# Fingerprinting analysis - Matrix-like data

How do you use the fingerprinting module of `sihnpy`?

We demonstrate a typical **fingerprinting** analysis using `sihnpy`. You can run these analyses by building a script like we do below in a Python script or in a Jupyter Notebook. In the case where you need to run this analysis on a high number of participants or on very high dimensional data (>160,000 features per participants), I recommend using a command-line script (ADD THE REF TO THE NOTEBOOK HERE).

Note that the steps above are specific to the matrix-like data (e.g., functional or structural connectivity, covariance matrix, etc.). If you have table-like data (e.g., volume by region), a different method is required. (ADD REF TO THE NOTEBOOK HERE).

## 1. Preparing the data

To run a fingerprinting analysis, we need three things:
* The path to a list of participants to analyze
* The path to the folder containing the matrices of the first session of brain imaging
* The path to the folder containing the matrices of the second session brain imaging

If you already have the above for your data, you can skip ahead to 2. Otherwise, `sihnpy` also offers a small sample of data simulated using `numpy` and `pandas` to practice using the functions.

To get the simulated data for fingerprinting, you can run the following code:

In [1]:
from sihnpy.datasets import get_fingerprint_simulated_data

id_list, path_mod1, path_mod2 = get_fingerprint_simulated_data()

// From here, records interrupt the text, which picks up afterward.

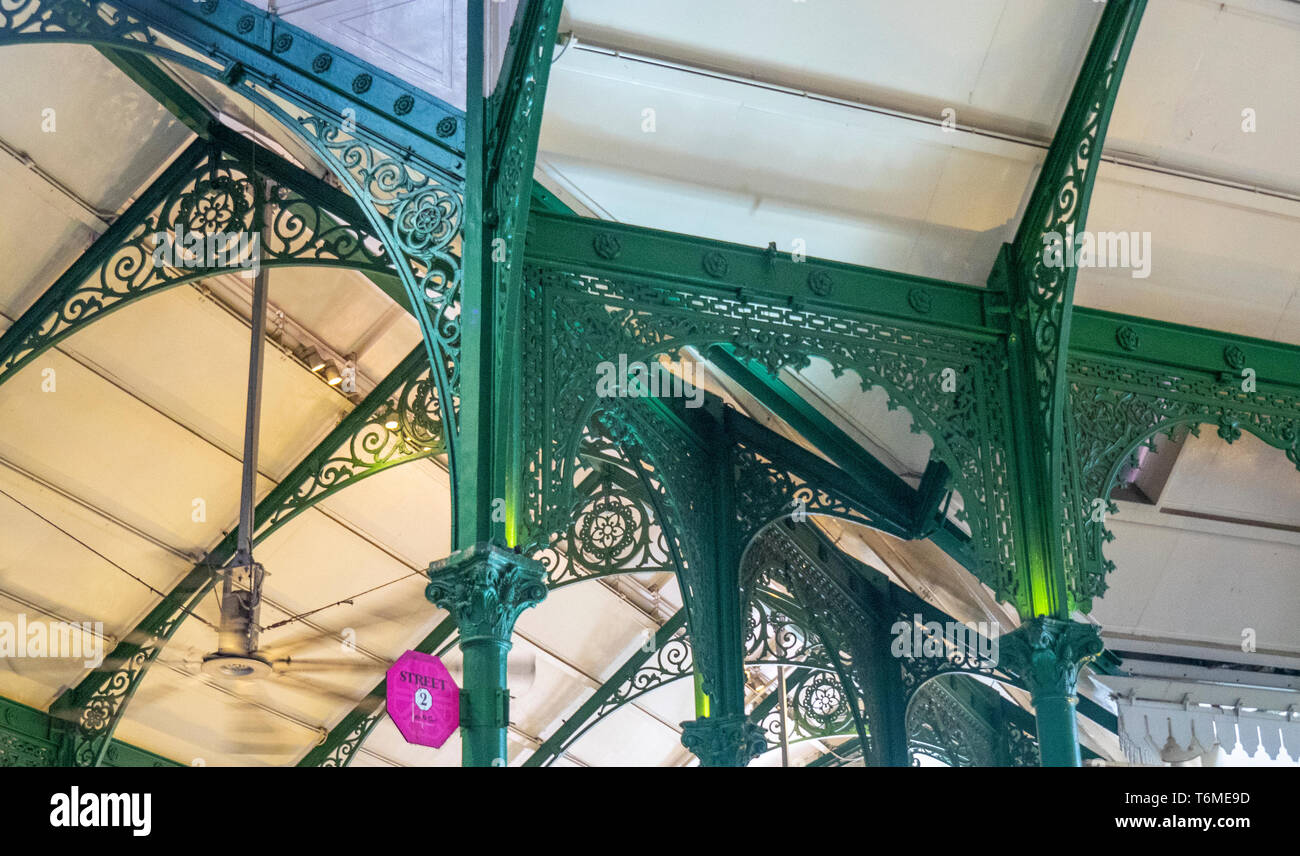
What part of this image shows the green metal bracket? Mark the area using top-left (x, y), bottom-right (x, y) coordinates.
top-left (0, 126), bottom-right (397, 382)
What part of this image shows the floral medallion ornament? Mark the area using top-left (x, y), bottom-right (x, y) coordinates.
top-left (1218, 412), bottom-right (1242, 444)
top-left (1223, 345), bottom-right (1245, 369)
top-left (809, 271), bottom-right (835, 297)
top-left (703, 250), bottom-right (728, 280)
top-left (393, 187), bottom-right (460, 256)
top-left (1115, 324), bottom-right (1141, 351)
top-left (592, 232), bottom-right (623, 261)
top-left (907, 289), bottom-right (935, 315)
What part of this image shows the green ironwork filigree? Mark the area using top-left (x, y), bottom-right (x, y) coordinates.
top-left (1065, 358), bottom-right (1300, 611)
top-left (51, 346), bottom-right (442, 766)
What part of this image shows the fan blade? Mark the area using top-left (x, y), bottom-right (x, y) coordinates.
top-left (270, 657), bottom-right (393, 674)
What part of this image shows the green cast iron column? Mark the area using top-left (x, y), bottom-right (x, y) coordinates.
top-left (444, 0), bottom-right (562, 766)
top-left (989, 0), bottom-right (1145, 766)
top-left (1001, 618), bottom-right (1102, 766)
top-left (681, 437), bottom-right (767, 766)
top-left (425, 542), bottom-right (546, 766)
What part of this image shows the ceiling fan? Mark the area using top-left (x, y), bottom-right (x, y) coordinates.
top-left (200, 193), bottom-right (536, 695)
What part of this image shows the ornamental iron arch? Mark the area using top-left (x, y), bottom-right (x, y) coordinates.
top-left (0, 0), bottom-right (464, 507)
top-left (521, 258), bottom-right (1018, 598)
top-left (1063, 349), bottom-right (1300, 611)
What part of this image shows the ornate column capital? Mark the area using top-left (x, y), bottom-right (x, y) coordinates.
top-left (1001, 617), bottom-right (1105, 705)
top-left (681, 713), bottom-right (767, 766)
top-left (424, 541), bottom-right (546, 645)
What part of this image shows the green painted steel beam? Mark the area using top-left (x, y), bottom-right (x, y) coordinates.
top-left (1070, 307), bottom-right (1300, 388)
top-left (114, 0), bottom-right (465, 174)
top-left (99, 47), bottom-right (413, 315)
top-left (706, 345), bottom-right (917, 513)
top-left (527, 211), bottom-right (1005, 340)
top-left (0, 697), bottom-right (186, 768)
top-left (989, 0), bottom-right (1145, 766)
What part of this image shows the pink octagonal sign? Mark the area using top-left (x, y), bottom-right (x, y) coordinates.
top-left (387, 650), bottom-right (460, 748)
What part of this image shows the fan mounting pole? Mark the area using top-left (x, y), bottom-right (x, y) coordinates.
top-left (205, 173), bottom-right (272, 676)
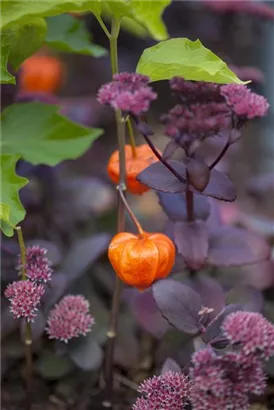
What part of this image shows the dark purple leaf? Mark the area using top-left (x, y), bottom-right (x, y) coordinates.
top-left (226, 286), bottom-right (264, 312)
top-left (157, 192), bottom-right (210, 221)
top-left (20, 311), bottom-right (46, 342)
top-left (132, 290), bottom-right (170, 339)
top-left (26, 239), bottom-right (62, 266)
top-left (42, 272), bottom-right (69, 309)
top-left (187, 157), bottom-right (210, 192)
top-left (202, 305), bottom-right (243, 343)
top-left (208, 226), bottom-right (270, 266)
top-left (174, 221), bottom-right (208, 270)
top-left (240, 260), bottom-right (274, 290)
top-left (161, 357), bottom-right (181, 374)
top-left (115, 313), bottom-right (140, 369)
top-left (61, 233), bottom-right (110, 281)
top-left (137, 160), bottom-right (236, 201)
top-left (187, 275), bottom-right (225, 319)
top-left (202, 169), bottom-right (236, 202)
top-left (137, 160), bottom-right (186, 193)
top-left (152, 279), bottom-right (202, 334)
top-left (68, 331), bottom-right (103, 371)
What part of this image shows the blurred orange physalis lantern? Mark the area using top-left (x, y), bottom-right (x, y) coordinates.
top-left (108, 231), bottom-right (175, 291)
top-left (108, 144), bottom-right (158, 195)
top-left (20, 55), bottom-right (63, 93)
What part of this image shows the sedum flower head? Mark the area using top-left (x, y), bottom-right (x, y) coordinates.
top-left (223, 312), bottom-right (274, 360)
top-left (98, 73), bottom-right (157, 115)
top-left (17, 246), bottom-right (52, 283)
top-left (132, 371), bottom-right (190, 410)
top-left (46, 295), bottom-right (94, 342)
top-left (190, 348), bottom-right (265, 410)
top-left (221, 84), bottom-right (269, 120)
top-left (5, 280), bottom-right (45, 322)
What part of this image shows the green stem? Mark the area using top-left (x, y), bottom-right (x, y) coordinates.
top-left (15, 226), bottom-right (33, 409)
top-left (126, 117), bottom-right (137, 158)
top-left (102, 17), bottom-right (126, 408)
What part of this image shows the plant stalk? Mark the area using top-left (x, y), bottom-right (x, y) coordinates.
top-left (102, 17), bottom-right (126, 408)
top-left (126, 117), bottom-right (137, 158)
top-left (15, 226), bottom-right (33, 409)
top-left (118, 186), bottom-right (144, 236)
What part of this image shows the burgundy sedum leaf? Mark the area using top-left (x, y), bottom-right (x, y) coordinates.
top-left (202, 305), bottom-right (243, 343)
top-left (157, 192), bottom-right (210, 221)
top-left (152, 279), bottom-right (202, 334)
top-left (137, 160), bottom-right (236, 202)
top-left (187, 158), bottom-right (210, 192)
top-left (174, 221), bottom-right (208, 270)
top-left (187, 275), bottom-right (225, 319)
top-left (208, 226), bottom-right (270, 266)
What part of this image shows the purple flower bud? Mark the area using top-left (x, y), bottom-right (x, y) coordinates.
top-left (97, 73), bottom-right (157, 115)
top-left (18, 246), bottom-right (52, 283)
top-left (46, 295), bottom-right (94, 343)
top-left (5, 280), bottom-right (45, 322)
top-left (132, 371), bottom-right (190, 410)
top-left (223, 312), bottom-right (274, 360)
top-left (221, 84), bottom-right (269, 120)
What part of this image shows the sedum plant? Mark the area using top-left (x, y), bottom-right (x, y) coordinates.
top-left (0, 0), bottom-right (274, 410)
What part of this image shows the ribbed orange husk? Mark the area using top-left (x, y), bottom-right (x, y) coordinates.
top-left (19, 55), bottom-right (63, 93)
top-left (108, 232), bottom-right (176, 291)
top-left (108, 144), bottom-right (158, 195)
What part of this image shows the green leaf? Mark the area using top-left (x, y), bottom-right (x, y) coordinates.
top-left (46, 14), bottom-right (107, 57)
top-left (0, 0), bottom-right (102, 29)
top-left (0, 32), bottom-right (15, 84)
top-left (8, 17), bottom-right (47, 70)
top-left (130, 0), bottom-right (171, 40)
top-left (0, 155), bottom-right (28, 236)
top-left (103, 0), bottom-right (171, 40)
top-left (0, 102), bottom-right (102, 165)
top-left (136, 38), bottom-right (247, 84)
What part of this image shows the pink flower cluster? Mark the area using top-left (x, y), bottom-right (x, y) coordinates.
top-left (46, 295), bottom-right (94, 343)
top-left (164, 77), bottom-right (269, 143)
top-left (132, 311), bottom-right (274, 410)
top-left (223, 312), bottom-right (274, 360)
top-left (18, 246), bottom-right (52, 283)
top-left (132, 371), bottom-right (190, 410)
top-left (5, 280), bottom-right (45, 322)
top-left (190, 347), bottom-right (265, 410)
top-left (221, 84), bottom-right (269, 120)
top-left (97, 73), bottom-right (157, 115)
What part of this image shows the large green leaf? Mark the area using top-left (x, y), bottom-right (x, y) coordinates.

/Users/stong3/Desktop/sihnpy/src/sihnpy/data/fingerprinting/fp_simulated_id_list.csv
/Users/stong3/Desktop/sihnpy/src/sihnpy/data/fingerprinting/matrices_simulated_mod1
/Users/stong3/Desktop/sihnpy/src/sihnpy/data/fingerprinting/matrices_simulated_mod2


This outputs three things:
* The path to the list of IDs of participants (`id_list`)
* The path to the folder containing the matrices of the first session of brain imaging (`path_mod1`)
* The path to the folder containing the matrices of the second session of brain imaging (`path_mod2`)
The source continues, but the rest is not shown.